Robert Jacobus Fruin (11 November 1823 in Rotterdam – 29 January 1899 in Leiden) was a Dutch historian, who as a follower of Leopold von Ranke introduced the scientific study of history in the Netherlands, when he was professor of Dutch national history (Dutch: Vaderlandsche Geschiedenis) at Leiden University.
Fruin, a lifelong bachelor, studied classical philology at Leiden University from 1842, and received his Ph.D. on 18 December 1847 with a dissertation on Manetho, entitled De Manethone Sebennytha.

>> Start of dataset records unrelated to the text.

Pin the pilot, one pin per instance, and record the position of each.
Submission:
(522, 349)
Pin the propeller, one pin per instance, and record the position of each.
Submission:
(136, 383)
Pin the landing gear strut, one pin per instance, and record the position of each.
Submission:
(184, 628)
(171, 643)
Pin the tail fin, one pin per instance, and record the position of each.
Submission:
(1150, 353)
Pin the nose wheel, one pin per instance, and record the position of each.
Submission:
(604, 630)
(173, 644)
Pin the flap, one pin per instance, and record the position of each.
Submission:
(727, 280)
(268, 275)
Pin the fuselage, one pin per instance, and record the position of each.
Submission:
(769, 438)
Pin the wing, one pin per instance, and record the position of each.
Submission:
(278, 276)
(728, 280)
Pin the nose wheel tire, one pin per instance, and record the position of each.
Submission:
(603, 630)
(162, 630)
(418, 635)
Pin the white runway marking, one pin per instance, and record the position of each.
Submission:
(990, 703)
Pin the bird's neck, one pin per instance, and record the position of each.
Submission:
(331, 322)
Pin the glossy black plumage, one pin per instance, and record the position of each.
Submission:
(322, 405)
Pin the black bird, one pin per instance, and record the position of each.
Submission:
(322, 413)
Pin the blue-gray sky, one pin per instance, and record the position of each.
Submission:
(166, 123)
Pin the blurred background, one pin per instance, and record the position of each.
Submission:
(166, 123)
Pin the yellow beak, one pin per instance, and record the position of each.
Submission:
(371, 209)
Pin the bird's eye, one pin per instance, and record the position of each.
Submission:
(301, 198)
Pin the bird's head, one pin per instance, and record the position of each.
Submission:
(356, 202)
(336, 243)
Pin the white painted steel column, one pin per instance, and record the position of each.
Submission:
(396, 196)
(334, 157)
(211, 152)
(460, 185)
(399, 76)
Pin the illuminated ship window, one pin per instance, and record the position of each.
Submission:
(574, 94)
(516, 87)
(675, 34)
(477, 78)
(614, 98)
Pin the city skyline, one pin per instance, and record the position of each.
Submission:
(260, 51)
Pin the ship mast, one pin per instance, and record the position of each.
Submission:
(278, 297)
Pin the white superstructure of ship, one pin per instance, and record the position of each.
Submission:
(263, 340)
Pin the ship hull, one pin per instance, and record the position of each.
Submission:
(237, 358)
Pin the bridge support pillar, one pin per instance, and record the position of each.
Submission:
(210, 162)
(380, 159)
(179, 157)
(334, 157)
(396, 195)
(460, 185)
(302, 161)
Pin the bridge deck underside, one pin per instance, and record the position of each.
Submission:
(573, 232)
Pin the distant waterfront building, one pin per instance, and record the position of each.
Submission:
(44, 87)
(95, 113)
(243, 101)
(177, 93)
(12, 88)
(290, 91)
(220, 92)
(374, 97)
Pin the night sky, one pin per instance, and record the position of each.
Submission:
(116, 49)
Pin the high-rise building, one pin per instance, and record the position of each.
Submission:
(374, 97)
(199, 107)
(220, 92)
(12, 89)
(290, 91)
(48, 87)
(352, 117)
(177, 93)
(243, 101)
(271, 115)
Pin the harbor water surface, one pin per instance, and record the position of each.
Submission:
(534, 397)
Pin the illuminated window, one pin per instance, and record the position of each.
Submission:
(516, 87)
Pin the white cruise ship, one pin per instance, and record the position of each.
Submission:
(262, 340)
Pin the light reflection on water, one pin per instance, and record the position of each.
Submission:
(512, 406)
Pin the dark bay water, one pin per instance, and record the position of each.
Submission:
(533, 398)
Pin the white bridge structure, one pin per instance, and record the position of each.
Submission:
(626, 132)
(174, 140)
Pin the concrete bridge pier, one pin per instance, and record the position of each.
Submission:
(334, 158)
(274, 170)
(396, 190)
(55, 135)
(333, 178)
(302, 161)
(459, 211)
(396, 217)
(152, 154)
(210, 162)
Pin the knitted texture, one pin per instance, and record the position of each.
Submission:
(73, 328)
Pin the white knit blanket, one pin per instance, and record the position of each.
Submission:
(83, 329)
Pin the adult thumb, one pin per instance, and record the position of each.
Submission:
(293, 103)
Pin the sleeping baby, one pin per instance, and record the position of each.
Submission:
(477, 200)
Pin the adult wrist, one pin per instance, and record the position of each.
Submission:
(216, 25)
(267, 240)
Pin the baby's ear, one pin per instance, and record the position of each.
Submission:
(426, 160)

As he was a man of independent means, he spent the next two years in independent studies and political pursuits in Utrecht, before he accepted a position as praeceptor (teacher) in history at Leiden Gymnasium in 1850.

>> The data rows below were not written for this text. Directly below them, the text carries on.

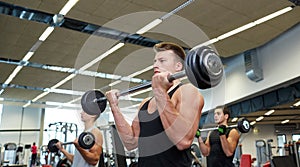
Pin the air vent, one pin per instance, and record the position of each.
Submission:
(252, 66)
(283, 128)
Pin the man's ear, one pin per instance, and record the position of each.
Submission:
(179, 66)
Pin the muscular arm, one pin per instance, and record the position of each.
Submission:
(67, 154)
(180, 115)
(128, 133)
(92, 155)
(229, 144)
(204, 147)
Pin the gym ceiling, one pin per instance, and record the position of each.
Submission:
(92, 27)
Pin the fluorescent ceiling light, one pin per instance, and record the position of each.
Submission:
(51, 103)
(68, 6)
(149, 26)
(234, 119)
(273, 15)
(28, 56)
(259, 118)
(13, 74)
(46, 33)
(270, 112)
(285, 121)
(297, 104)
(235, 31)
(65, 91)
(27, 104)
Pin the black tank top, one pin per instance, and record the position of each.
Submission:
(155, 148)
(217, 157)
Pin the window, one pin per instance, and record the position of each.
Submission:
(295, 137)
(60, 124)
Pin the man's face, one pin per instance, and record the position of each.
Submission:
(165, 61)
(219, 116)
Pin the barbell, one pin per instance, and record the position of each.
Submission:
(86, 140)
(242, 125)
(203, 68)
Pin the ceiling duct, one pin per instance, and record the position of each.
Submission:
(252, 66)
(283, 128)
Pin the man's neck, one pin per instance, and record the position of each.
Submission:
(175, 83)
(88, 125)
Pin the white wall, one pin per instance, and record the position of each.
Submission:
(280, 63)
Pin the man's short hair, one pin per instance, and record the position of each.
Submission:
(177, 49)
(225, 110)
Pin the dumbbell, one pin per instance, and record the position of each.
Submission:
(243, 126)
(86, 140)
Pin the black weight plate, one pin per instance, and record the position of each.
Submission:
(63, 163)
(86, 140)
(211, 66)
(194, 70)
(190, 70)
(243, 125)
(89, 105)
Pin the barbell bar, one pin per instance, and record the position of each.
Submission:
(86, 140)
(243, 125)
(203, 68)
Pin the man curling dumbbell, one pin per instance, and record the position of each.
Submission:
(86, 157)
(221, 143)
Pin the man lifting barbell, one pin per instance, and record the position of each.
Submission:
(88, 145)
(165, 125)
(222, 141)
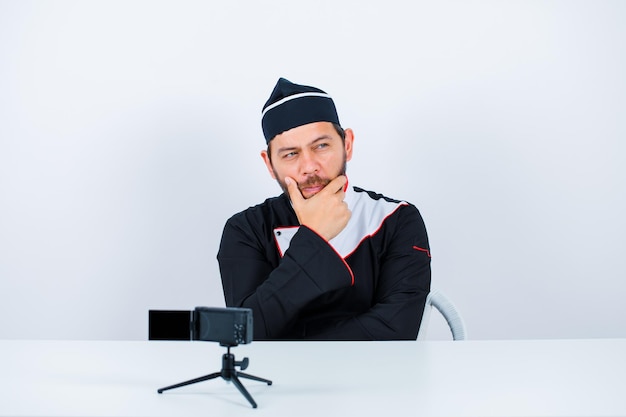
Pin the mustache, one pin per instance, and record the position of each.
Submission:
(312, 181)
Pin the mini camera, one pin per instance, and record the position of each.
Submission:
(229, 326)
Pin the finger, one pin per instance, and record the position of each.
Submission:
(293, 190)
(336, 185)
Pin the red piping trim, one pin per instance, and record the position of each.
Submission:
(422, 250)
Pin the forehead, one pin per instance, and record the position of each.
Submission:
(304, 135)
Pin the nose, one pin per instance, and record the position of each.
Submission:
(309, 163)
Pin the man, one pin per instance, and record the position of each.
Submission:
(324, 260)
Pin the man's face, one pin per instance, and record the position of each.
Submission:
(312, 154)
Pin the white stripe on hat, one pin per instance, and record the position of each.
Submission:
(292, 97)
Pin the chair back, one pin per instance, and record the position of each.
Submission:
(436, 299)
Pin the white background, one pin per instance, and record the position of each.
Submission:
(130, 132)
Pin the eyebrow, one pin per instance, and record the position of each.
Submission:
(314, 141)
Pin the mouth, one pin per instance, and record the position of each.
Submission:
(310, 190)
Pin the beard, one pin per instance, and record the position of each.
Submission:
(311, 180)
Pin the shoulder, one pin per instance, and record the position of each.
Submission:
(370, 202)
(263, 213)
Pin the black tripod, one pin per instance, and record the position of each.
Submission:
(229, 373)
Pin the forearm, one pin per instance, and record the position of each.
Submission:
(308, 269)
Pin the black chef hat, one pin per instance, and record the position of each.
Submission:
(291, 105)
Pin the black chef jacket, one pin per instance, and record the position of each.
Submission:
(370, 282)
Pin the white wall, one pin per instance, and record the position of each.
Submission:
(129, 133)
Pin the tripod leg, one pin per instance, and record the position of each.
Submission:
(191, 381)
(254, 378)
(242, 389)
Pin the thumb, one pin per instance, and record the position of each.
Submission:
(293, 190)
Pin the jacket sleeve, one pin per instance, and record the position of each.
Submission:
(403, 285)
(277, 294)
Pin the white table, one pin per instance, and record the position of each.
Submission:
(321, 379)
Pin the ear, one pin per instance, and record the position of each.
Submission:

These were tumultuous times in Dutch constitutional history as the liberal 1848 Dutch constitutional reform by Johan Rudolf Thorbecke had just been completed, and was the subject of heated political debate. In this debate Fruin took the liberal side and he conducted a learned polemic with a fellow eminent Dutch historian, who was also a leader of the Conservative opposition to the new political ideas, Guillaume Groen van Prinsterer. Though the polemic was courteous, it would inaugurate a certain coolness in the professional and personal relationships between the two men, that would last during their careers.

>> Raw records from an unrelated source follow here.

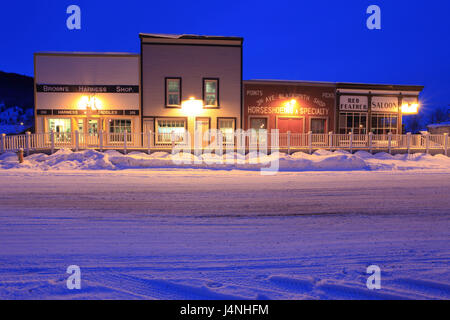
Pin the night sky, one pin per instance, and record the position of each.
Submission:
(293, 40)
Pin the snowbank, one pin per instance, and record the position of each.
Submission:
(319, 161)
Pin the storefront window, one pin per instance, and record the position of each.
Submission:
(383, 123)
(60, 125)
(117, 128)
(318, 125)
(165, 128)
(80, 124)
(227, 127)
(355, 122)
(93, 127)
(211, 92)
(258, 124)
(173, 92)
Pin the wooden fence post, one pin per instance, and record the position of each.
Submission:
(27, 142)
(149, 141)
(77, 140)
(172, 139)
(330, 140)
(408, 142)
(52, 142)
(351, 142)
(100, 140)
(446, 144)
(289, 142)
(310, 142)
(390, 142)
(125, 137)
(2, 143)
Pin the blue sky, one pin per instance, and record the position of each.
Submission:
(297, 40)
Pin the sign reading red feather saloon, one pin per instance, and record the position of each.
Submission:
(273, 105)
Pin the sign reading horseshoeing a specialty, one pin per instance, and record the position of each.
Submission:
(354, 103)
(384, 104)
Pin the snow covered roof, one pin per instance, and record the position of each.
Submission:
(188, 36)
(293, 82)
(77, 53)
(439, 125)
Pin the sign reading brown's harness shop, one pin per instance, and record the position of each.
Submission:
(69, 112)
(62, 88)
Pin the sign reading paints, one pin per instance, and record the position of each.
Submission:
(384, 104)
(354, 103)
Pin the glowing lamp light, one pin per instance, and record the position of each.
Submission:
(289, 106)
(410, 108)
(89, 103)
(192, 106)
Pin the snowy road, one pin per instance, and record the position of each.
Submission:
(199, 234)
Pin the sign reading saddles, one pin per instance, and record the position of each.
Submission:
(63, 88)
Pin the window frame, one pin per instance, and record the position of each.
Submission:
(348, 129)
(227, 118)
(217, 105)
(319, 118)
(166, 92)
(114, 137)
(385, 129)
(156, 124)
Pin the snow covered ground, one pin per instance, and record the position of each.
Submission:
(321, 160)
(216, 234)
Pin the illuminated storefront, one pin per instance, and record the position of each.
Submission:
(182, 84)
(191, 84)
(296, 107)
(94, 92)
(375, 108)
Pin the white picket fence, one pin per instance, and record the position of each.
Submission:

They would cross swords in their professional fields also. Groen van Prinsterer had a style of historiography that was more poetic than Fruin thought appropriate. He shared that style with the American historian John Lothrop Motley who would use his archival work on William the Silent in his own work on the Dutch Republic: The Rise of the Dutch Republic, which caused a furore in the Netherlands. Though Fruin had much sympathy for Motley's work, he also was prompted by it to do his own original research on the events leading up to the Dutch Revolt, and on the crucial years of that Revolt, which led him to completely different conclusions. He published these in Het Voorspel van den Tachtigjarigen oorlog (Prologue to the Eighty Years' War) and Tien jaren uit den Tachtigjarigen oorlog (Ten years from the Eighty Years' War).